Younger investors are not more risk tolerant than their elders, according to Krawcheck. “The age cohort 25 to 35–which has really only known sideways to down markets in their investing lifetimes–are almost as risk averse as the pre-retirement investors,” Krawcheck said.
The Realities Facing Wealth Management
After attempting to bust the myths about wealth management, Krawcheck said that the wealth management industry must be ready to tackle the “realities” it faces.
Reality Number One: “Tomorrow’s client will look very different, and the industry is not prepared.” There is an “increasing disparity–in fact, a quite glaring disparity–between current and prospective clients and the advisors who serve them,” she said.
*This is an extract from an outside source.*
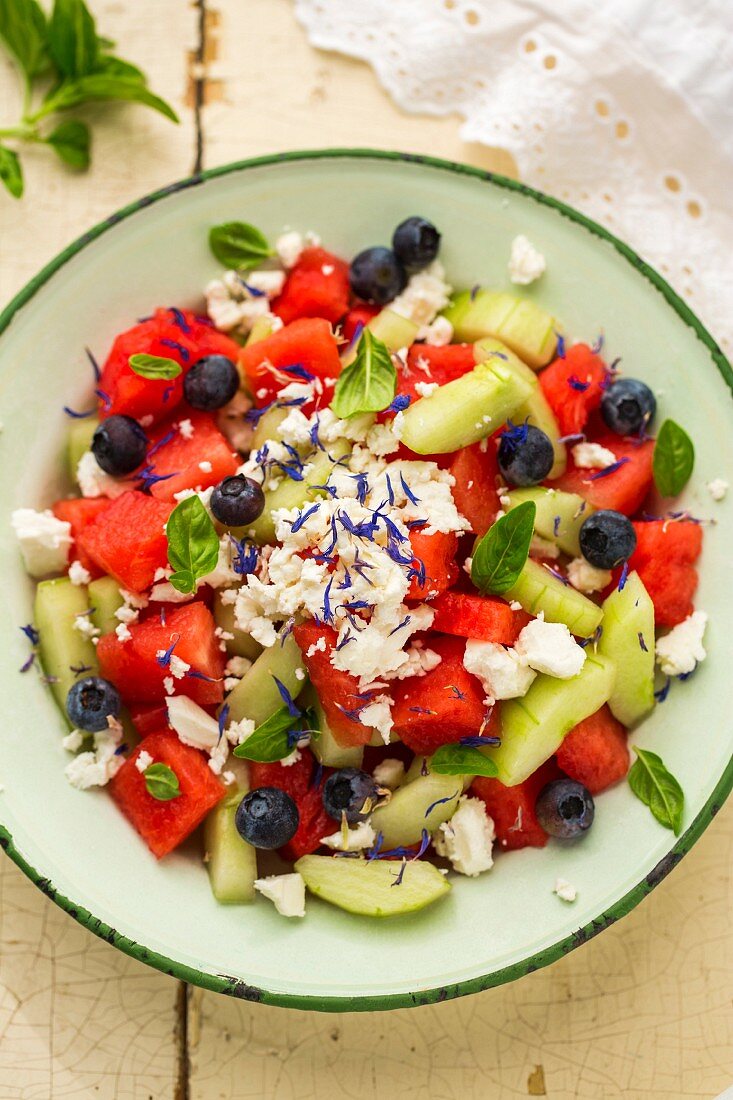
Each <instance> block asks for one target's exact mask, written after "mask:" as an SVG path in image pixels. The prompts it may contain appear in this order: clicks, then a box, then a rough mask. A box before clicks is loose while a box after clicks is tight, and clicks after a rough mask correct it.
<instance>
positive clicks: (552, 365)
mask: <svg viewBox="0 0 733 1100" xmlns="http://www.w3.org/2000/svg"><path fill="white" fill-rule="evenodd" d="M608 378H609V370H608V367H606V365H605V363H604V362H603V360H602V359H601V357H600V356H599V355H595V354H594V352H593V351H592V350H591V349H590V348H589V346H588V344H582V343H580V344H573V345H572V348H568V349H567V351H566V354H565V359H556V360H555V361H554V362H553V363H550V365H549V366H548V367H547V370H545V371H543V373H541V374H540V375H539V385H540V386H541V387H543V393H544V394H545V397H546V398H547V400H548V403H549V406H550V408H551V409H553V412H554V414H555V419H556V420H557V422H558V427H559V429H560V432H561V434H564V436H572V434H575V433H576V432H579V431H582V429H583V428H584V427H586V423H587V421H588V417H589V416H590V414H591V412H592V411H593V409H597V408H598V407H599V405H600V404H601V397H602V396H603V389H604V387H605V386H606V385H608Z"/></svg>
While more than eight of 10 advisors today are male, and their average client is a 63-year-old white man, Krawcheck continued, “many people are surprised to learn that women hold more than half the nation’s wealth, comprise more than half of the workforce, are increasingly entrepreneurial, and women are also outliving men by an average of five to seven years.”
Women, she said, “tell us they do not feel well-served by the wealth management industry, and that the relationship with the advisor is typically with the husband, which is why, when the husband dies, and the assets go to the wife, the typical advisor keeps those assets only 46% of the time.”
Reality Number Two: Performance is important, but safety and a real financial plan matter most.
“This may change somewhat as markets (we hope) continue to do well, but clients today tell us that they are far more concerned with preserving capital and avoiding losses, rather than maximizing returns,” Krawcheck said.
Reality Number Three: Trust–in an advisor, an organization, and the markets–is paramount.
“Investors have told us that their confidence was shaken not only by the market downturn and by the large losses in their portfolios, but also by the failure of major financial institutions, by the executive bonuses, and by the fallout from the Bernie Madoff scandal,” Krawcheck said. “Despite all of that, and contrary to public perception, clients continue to trust their advisors. They’ve been to the depths and endured and survived the worst together, and today their bonds appear to be stronger than ever.”
Krawcheck also noted BofA Merrill Lynch’s support of a fiduciary standard of care for clients. “The differences between financial advisors at brokerage firms and registered investment advisers (RIAs) is confusing for investors,” she said, “and thanks to years of negative advertising about which service model is superior, more muddy than ever before.” Getting a universal fiduciary duty “right is one of the most important things we can do as we seek to strengthen our capital markets and earn back the trust of a wary investing public.”